There was an Influenza Epidemic of 1918-1919 in the Gold Coast which killed between 80,000 and 100,000 people in Three Month (An earlier one was in 1883-1893 which reached the Gold Coast in 1891).
Over 20 million people died from the 1918 outbreak globally; twice more than soldiers who died in the World War I. More than 65% of that died in colonial Africa.
The Epidemic has been noted by scholars as “the worst outbreak of infectious disease in WORLD HISTORY”, beating European 6th century Plague of Justinian and the Black Death of the 14th century (NB: Epidemic outbreaks was European lifestyle because of chronic poor hygiene).
On 28th August 1918, the governor of Sierra Leone wired a message to the Governor of the Gold Coast stating influenza outbreak in Freetown, and the need to consider all vessels from Freetown as infected. The message was too late. On 31st August the S. S. Shonga, an American vessel arrived in Cape Coast. That was the beginning of the tragedy.
The disease spread like bush fire. Within few days schools and churches were closed down. Business life came to a halt. The Government Boys’ school in Cape coast was converted to hospital. 655 deaths were recorded in the capital by 3 September 1918!
The disease went on rampage: 3rd September it reached Accra; 18th September it got to Sekondi and touched base in Saltpond on 21st Septem, and Winneba on 24th same month. Axim was torched on 25th September and Keta got ravaged on 12th October.
From Ashanti it went north where it was worsened by the dry season. On 19th, 23rd and 25th September Koforidua, Kumasi and Tarkwa, respectively, were infected. Obuasi, Yeji and Bole were hit on 1st, 8th and 26th October, respectively. Wenchi, Sunyani and Kintampo were desolated by the disease on 26th October. Salaga, Wa and Lawra were made death yards by the disease on 5th, 7th and 15th November, respectively.
Tamale and Tumu weren’t spared; they were hit on 12th and 16th November, respectively. In the Northern Territory men were seen doing household chores because almost ALL the women and children were struck.
Official estimate put recorded deaths at 60,000 in the whole country. A great number of scholars however dispute the estimation, and rather have a consensus that it was nothing less than 100,000 deaths. 100,000 deaths out of a total national population of 1,504,000 (1911 census)!! They assert deaths in the Northern Territory alone could reach 30,000.

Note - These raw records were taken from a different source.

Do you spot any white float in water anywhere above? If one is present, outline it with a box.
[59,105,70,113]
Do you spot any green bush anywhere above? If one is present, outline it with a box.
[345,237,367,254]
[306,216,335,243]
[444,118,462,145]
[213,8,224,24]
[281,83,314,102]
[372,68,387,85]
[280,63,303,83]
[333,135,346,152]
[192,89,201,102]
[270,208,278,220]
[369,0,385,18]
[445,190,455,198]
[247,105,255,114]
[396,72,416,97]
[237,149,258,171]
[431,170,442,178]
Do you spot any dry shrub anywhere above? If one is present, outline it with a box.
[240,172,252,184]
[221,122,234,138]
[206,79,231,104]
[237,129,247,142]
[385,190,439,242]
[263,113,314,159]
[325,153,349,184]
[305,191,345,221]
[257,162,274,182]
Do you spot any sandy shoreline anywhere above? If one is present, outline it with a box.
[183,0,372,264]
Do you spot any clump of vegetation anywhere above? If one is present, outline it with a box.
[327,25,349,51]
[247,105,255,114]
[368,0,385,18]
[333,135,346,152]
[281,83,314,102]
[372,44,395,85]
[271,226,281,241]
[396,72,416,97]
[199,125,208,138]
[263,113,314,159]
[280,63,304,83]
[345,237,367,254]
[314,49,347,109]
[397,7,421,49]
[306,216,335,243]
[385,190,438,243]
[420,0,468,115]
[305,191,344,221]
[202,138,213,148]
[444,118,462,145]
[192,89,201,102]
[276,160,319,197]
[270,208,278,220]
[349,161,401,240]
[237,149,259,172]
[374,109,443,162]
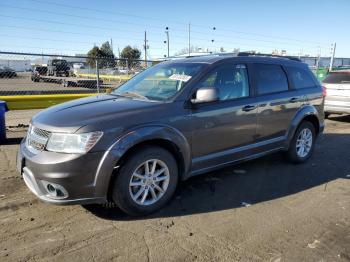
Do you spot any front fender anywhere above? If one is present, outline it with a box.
[286,105,322,148]
[94,125,191,199]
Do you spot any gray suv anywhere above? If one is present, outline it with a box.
[17,55,324,215]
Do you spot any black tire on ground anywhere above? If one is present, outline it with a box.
[112,146,178,216]
[287,121,316,164]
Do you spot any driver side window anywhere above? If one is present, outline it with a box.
[199,64,249,100]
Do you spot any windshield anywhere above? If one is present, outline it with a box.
[323,72,350,84]
[112,63,204,101]
[52,60,67,65]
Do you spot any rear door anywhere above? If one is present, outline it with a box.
[254,63,305,145]
[191,63,257,169]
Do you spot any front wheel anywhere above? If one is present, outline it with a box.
[287,121,316,163]
[112,146,178,215]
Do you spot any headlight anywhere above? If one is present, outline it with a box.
[46,132,103,154]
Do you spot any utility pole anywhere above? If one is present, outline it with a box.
[188,23,191,56]
[144,31,147,67]
[329,42,337,71]
[165,27,170,58]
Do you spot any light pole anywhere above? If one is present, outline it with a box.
[210,26,216,54]
[164,27,170,58]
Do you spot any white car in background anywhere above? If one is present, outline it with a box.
[322,70,350,117]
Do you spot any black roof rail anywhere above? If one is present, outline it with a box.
[237,52,302,62]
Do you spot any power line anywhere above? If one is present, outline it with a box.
[3,0,330,44]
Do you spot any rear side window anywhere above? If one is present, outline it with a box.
[255,64,288,95]
[287,67,316,89]
[323,73,350,84]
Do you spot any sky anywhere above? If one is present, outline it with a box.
[0,0,350,59]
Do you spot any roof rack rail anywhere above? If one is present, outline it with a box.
[237,52,302,62]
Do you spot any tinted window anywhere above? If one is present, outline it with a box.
[255,64,288,95]
[323,73,350,84]
[287,67,315,89]
[198,65,249,100]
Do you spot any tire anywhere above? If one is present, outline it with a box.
[287,121,316,163]
[112,146,179,216]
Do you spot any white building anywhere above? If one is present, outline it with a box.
[0,59,31,72]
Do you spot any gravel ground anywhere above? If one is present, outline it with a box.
[0,113,350,262]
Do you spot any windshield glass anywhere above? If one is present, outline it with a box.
[112,63,204,101]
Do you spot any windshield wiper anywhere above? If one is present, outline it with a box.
[120,91,149,100]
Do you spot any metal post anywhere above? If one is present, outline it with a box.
[188,23,191,56]
[144,31,147,67]
[329,43,337,72]
[96,58,100,94]
[125,58,129,75]
[165,27,170,58]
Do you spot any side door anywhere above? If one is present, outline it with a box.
[191,62,257,170]
[253,63,305,144]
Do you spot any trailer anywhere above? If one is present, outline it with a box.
[31,74,103,88]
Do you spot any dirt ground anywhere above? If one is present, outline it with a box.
[0,72,121,96]
[0,111,350,262]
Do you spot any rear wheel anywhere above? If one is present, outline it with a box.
[287,121,316,163]
[112,146,178,215]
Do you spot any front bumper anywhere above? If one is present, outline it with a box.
[17,139,114,205]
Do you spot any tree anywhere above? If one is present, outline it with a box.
[86,41,115,68]
[86,46,102,68]
[99,41,115,68]
[120,45,141,68]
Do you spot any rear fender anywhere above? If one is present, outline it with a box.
[286,105,321,148]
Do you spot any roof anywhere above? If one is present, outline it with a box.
[170,55,306,66]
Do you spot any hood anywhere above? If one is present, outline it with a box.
[32,95,158,133]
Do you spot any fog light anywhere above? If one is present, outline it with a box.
[46,184,56,193]
[41,180,68,199]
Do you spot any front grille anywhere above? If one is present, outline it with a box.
[26,125,51,154]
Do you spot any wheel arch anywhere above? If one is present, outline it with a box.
[286,105,322,148]
[96,125,191,201]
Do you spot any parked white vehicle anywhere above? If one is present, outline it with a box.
[322,70,350,117]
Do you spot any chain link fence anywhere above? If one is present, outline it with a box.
[0,52,165,96]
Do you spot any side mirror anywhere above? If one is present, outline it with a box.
[191,87,219,104]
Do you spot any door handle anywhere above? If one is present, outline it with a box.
[242,105,256,112]
[289,97,300,103]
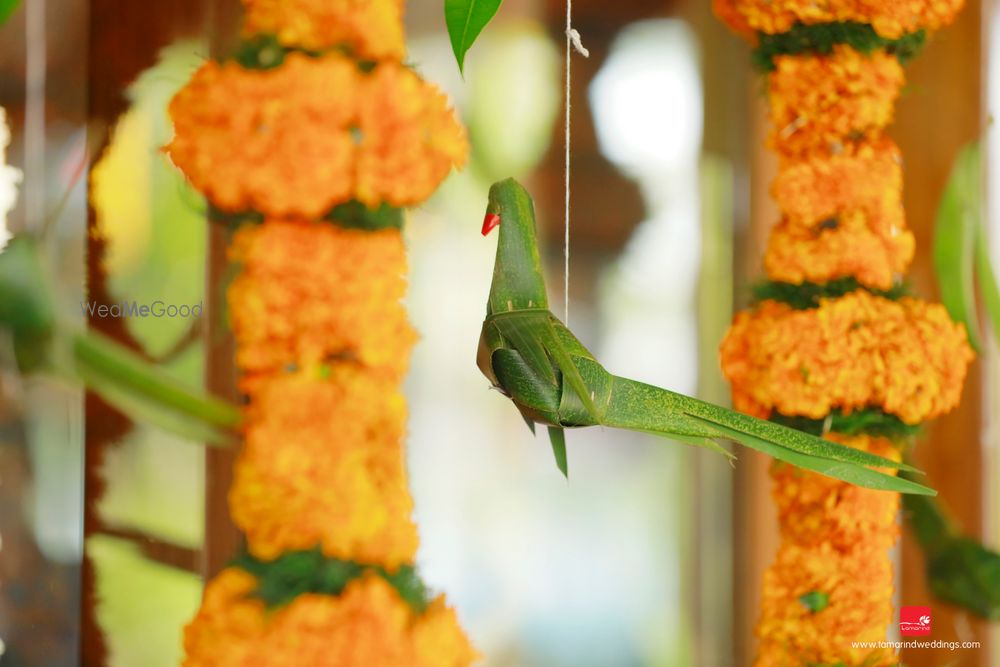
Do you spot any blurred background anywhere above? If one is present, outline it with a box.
[0,0,1000,667]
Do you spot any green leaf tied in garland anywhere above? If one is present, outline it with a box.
[753,22,927,72]
[753,278,910,310]
[238,548,438,614]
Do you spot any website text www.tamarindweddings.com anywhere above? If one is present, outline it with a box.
[851,639,982,651]
[80,299,204,319]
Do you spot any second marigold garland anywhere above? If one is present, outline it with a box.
[715,0,973,667]
[167,0,476,667]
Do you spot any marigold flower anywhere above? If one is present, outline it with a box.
[183,568,478,667]
[167,53,468,218]
[357,63,468,206]
[243,0,405,60]
[771,138,906,236]
[229,363,417,568]
[764,211,916,290]
[720,290,973,424]
[166,53,360,217]
[771,433,900,551]
[768,45,904,159]
[716,0,964,39]
[755,542,896,667]
[229,220,416,379]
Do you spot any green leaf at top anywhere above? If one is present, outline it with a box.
[0,0,21,25]
[444,0,503,74]
[934,144,982,350]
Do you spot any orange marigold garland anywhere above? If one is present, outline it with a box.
[715,0,973,667]
[166,0,477,667]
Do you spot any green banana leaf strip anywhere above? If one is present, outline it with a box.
[238,548,431,614]
[753,278,910,310]
[933,144,982,351]
[903,496,1000,621]
[753,21,927,72]
[72,332,242,429]
[74,362,236,446]
[444,0,503,75]
[770,408,923,440]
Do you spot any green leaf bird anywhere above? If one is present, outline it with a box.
[477,179,935,495]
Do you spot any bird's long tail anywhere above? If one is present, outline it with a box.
[601,376,934,495]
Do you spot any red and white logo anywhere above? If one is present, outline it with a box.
[899,607,931,637]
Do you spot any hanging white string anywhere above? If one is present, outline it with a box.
[563,0,590,326]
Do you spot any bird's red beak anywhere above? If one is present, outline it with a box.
[483,213,500,236]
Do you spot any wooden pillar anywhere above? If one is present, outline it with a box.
[200,0,243,580]
[80,0,229,667]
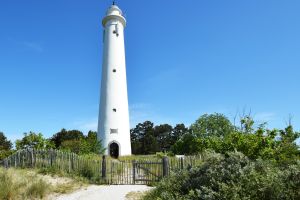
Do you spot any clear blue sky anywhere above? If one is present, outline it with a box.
[0,0,300,140]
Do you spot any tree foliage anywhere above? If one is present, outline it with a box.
[51,129,84,148]
[145,152,300,200]
[130,121,188,154]
[0,132,12,160]
[191,113,234,137]
[16,132,54,150]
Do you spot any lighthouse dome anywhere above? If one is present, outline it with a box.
[106,5,123,15]
[102,5,126,27]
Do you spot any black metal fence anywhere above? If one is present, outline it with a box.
[0,149,203,184]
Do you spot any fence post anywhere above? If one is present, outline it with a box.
[162,156,169,177]
[102,155,106,180]
[180,158,183,170]
[132,160,136,185]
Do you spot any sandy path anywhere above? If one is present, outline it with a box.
[56,185,151,200]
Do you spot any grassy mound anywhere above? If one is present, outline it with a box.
[144,153,300,200]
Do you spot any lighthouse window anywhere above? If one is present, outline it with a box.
[113,24,119,37]
[110,128,118,134]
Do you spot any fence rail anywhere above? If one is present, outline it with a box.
[0,149,203,184]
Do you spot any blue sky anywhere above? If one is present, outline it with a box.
[0,0,300,143]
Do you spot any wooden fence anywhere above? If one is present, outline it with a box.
[0,149,203,184]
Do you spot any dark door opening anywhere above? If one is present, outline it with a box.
[109,142,119,158]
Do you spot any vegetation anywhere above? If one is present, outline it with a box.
[0,113,300,200]
[145,152,300,200]
[0,132,12,160]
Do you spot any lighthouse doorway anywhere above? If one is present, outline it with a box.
[109,142,119,158]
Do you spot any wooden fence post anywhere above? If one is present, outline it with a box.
[102,155,106,180]
[132,160,136,185]
[162,156,169,177]
[180,158,183,170]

Factors responsible for the devastation were many. It was EUROPEAN DISEASE for which WE had no immunity. The Europeans too had no remedy for it except quarantine. It would be in the 1950s that vaccines would be developed.
Again, the colonial government had no interest in Native lives or health. Hospitals mostly cared for Europeans and the whole colony had 43 physicians (5 of them were administrators) concentrated where Europeans worked.
Then again, NO EFFORT was made to inform the people about the outbreak (the first government statement was after the outbreak). Nana Ofori Atta who got infected lamented the absence of public education (“Legislative Council Debates”, p.25, Statement of Nana Ofori Atta)
Look for “Influenza Epidemic of 1918-1919 in the Gold Coast”
By: K. David Patterson in 1995 edition of the Transactions of Historical Society of Ghana.